The well-designed and well-monitored study by Kearon and colleagues favors extending the previously recommended duration of anticoagulant treatment in patients with a first episode of idiopathic VTE (1). The population studied, however, raises issues that should be considered before implementation of this regimen. Idiopathic VTE occurred in patients without lower-limb trauma, general anesthesia, hospitalization with confinement to bed, thrombophilia, or a history of cancer. These patients could be divided into 2 groups of unknown proportions. Some patients may have had undiagnosed thrombophilic diseases, such as occult cancer (2), an inflammatory disease, or a hidden blood disorder associated with hyperviscosity. For these patients, the search for an emerging disease during oral anticoagulant therapy might lead to treatment of a thrombophilic disease and then to discontinuation of anticoagulation. The other patients may have had clear idiopathic VTE without any transient or emerging risk factors for VTE. These patients could benefit from long-term anticoagulation, but the 27% incidence of thromboembolic events during the first year without treatment might decrease over the years and become lower than the bleeding risk during treatment (11.5%/y). Because the study was stopped early (follow-up of 10 mo instead of the 24 mo previously planned), this issue remains unresolved.

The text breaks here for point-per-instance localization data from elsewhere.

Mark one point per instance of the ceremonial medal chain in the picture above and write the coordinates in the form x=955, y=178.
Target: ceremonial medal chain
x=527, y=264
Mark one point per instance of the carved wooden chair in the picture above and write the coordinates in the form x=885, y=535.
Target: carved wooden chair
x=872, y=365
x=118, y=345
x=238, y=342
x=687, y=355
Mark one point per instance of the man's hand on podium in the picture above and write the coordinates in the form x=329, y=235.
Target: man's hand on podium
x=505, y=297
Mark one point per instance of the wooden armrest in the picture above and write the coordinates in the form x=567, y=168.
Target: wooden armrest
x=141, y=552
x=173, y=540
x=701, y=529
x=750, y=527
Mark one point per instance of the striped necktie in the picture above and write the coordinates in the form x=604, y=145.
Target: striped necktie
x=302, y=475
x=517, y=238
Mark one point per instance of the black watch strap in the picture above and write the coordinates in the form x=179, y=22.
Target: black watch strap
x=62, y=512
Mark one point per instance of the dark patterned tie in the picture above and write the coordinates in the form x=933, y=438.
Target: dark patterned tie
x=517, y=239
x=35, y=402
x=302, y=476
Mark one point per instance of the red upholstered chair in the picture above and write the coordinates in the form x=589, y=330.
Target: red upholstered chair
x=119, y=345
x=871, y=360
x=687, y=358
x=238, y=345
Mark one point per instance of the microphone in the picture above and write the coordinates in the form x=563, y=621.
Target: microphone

Another way to manage these patients could have been to monitor D-dimer levels: Prolonged anticoagulation should be considered only for patients with hypercoagulability, which may be assessed by evaluating the persistent elevation of D-dimer levels (3). However, this hypothesis still needs to be confirmed.

Anticoagulation prevents the long-term risk for recurrence that is associated with idiopathic VTE, but an individual strategy remains difficult to specify. Longer treatment is better—but for how long?

Jean-Francois Bergmann, PhD, MD
Hopital Lariboisiere-University Paris VIIParis, France


1. Hyers TM, Agnelli G, Hull RD, et al. Antithrombotic therapy for venous thromboembolic disease. Chest. 1998;114:561S-78S.

2. Prandoni P, Lensing AW, Cogo A, et al. The long-term clinical course of acute deep venous thrombosis. Ann Intern Med. 1996;125:1-7.

3. Kevorkian JP, Halimi C, Segrestaa JM, Drouet L, Soria C. Monitoring of patients with deep-vein thrombosis during and after anticoagulation with D-dimer [Letter]. Lancet. 1998;351:571-2.